I stood shivering about five feet from the entrance, putting a post and most of the door between the liquor store clerk’s view and myself. The first prospect was a white guy in a suit, exactly the sort I’d been warned against. The second guy was a black guy in a suit. I started to. I made a move, but then held back. A black guy in a suit wasn’t in the equation. Maybe he’d kick the crap out of me, then call the police.
I fogged the chill air and watched the first two saunter out the door and down the street. If they noticed me, they didn’t say anything. Around liquor stores, people don’t speak.
Finally, an older black guy, in jeans, a jeans jacket and a well-oiled baseball cap showed up. My teeth chattered, but I mumbled my order, slipped him a ten-dollar bill and watched him disappear into the glow and warmth of the store. Minutes passed like hours. I stole a glance. He was chatting with the clerk. My throat was already frozen. My heart followed the throat’s lead. Was this it? Was that the sound of sirens, the trumpet call of my downfall and disgrace? The clerk kept talking and didn’t reach for the phone.

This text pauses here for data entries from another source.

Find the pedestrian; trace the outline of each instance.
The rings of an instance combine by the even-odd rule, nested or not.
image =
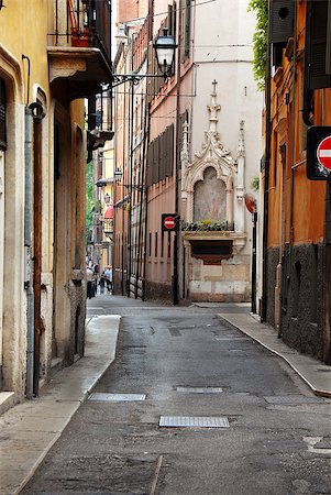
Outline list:
[[[112,270],[110,266],[107,266],[104,270],[106,284],[107,284],[107,294],[112,294]]]
[[[104,275],[104,270],[101,273],[100,276],[100,280],[99,280],[99,285],[100,285],[100,294],[104,294],[104,284],[106,284],[106,275]]]
[[[86,267],[86,285],[87,285],[87,297],[91,299],[93,293],[93,271],[87,265]]]

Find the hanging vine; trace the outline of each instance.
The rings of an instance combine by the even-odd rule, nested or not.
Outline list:
[[[268,0],[251,0],[247,10],[254,11],[256,15],[256,26],[253,35],[253,73],[257,88],[263,91],[267,59]]]

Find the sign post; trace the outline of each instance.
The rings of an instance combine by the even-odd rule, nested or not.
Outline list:
[[[307,177],[331,180],[331,127],[312,125],[307,131]]]

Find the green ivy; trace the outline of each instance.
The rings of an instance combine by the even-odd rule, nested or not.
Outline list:
[[[268,0],[251,0],[247,10],[253,10],[256,15],[253,35],[253,73],[257,88],[263,91],[267,62]]]

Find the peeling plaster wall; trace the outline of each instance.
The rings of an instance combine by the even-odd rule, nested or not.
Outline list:
[[[236,255],[221,265],[203,265],[191,258],[190,299],[194,301],[250,300],[250,258]]]

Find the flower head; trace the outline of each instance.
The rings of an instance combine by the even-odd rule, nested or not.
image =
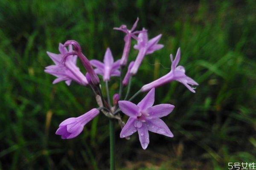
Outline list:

Moments later the black guy strode out with two brown paper bags. He pressed one into my hand and asked if I wanted my change. I mumbled no. He hustled down the street and didn’t look back.

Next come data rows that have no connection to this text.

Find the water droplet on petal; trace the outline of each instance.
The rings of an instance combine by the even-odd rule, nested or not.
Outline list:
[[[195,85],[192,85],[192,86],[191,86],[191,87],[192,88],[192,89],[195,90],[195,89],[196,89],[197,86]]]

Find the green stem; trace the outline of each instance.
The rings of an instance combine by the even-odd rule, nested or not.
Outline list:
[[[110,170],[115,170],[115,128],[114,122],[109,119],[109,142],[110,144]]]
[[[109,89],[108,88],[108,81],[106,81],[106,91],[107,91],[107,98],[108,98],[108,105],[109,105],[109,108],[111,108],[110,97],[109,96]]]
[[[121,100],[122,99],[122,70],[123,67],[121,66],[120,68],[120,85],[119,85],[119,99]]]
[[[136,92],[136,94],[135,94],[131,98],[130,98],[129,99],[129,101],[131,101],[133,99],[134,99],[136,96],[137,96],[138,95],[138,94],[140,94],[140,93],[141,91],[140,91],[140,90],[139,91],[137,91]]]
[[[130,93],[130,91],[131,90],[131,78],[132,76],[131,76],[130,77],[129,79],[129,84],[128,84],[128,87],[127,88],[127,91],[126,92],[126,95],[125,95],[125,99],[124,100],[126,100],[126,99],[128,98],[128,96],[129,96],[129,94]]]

The four of us drove to a city park a block away. Being it was cold and night, we and the evergreens had it all to ourselves. Robert didn’t partake. It was before the days of don’t drink and drive, but he was afraid his dad would smell it on his breath.
Rum burns raw in your throat at first and the gag reflex tries not to let you swallow, but we choked it down. Warmth and smug contentment flooded me. I sucked deep lungfuls of chilled air, gazed upward at the stars and tasted the thrill of adulthood. The bottle lasted about an hour and made a hollow clink when Barry tossed it in the steel trashcan. Mark retrieved it and wiped off the fingerprints. There was some debate about whether we should go get another, but by that time it was near ten o’clock.
On the ride back we sang sloppy rock and roll at the top of our lungs. The streets were pretty deserted, so it didn’t matter. At the first stoplight, Mark favored us with his rendition of the upchuck song. Robert was screaming at him not to get any on the car, while the rest of us grabbed some overcoat and kept him from taking a header onto the asphalt.
Barry went next, but not at a stoplight. Robert screamed at him, but Barry tossed it over the side at full gallop. He used his tie to get the spillage. Robert was inconsolable.
We got dropped one by one and the easy laughter died an awkward death.
Next morning Robert’s dad first whiffed the unmistakable stench of raw bile and then saw yellow streaks on the door, dried like old, sad, tears.
After parental recriminations tapered off, the school year settled back into the same loping, downhill gait. Robert lost his use of the car. Our parents pulled our smoking privileges. The dark age of winter dragged on.
Spring’s bright smile brought redemption. Sins forgiven or forgotten. Lila never made the transition from dream to reality. I think she married a stockbroker. But, sometimes I still think about that one-piece suit.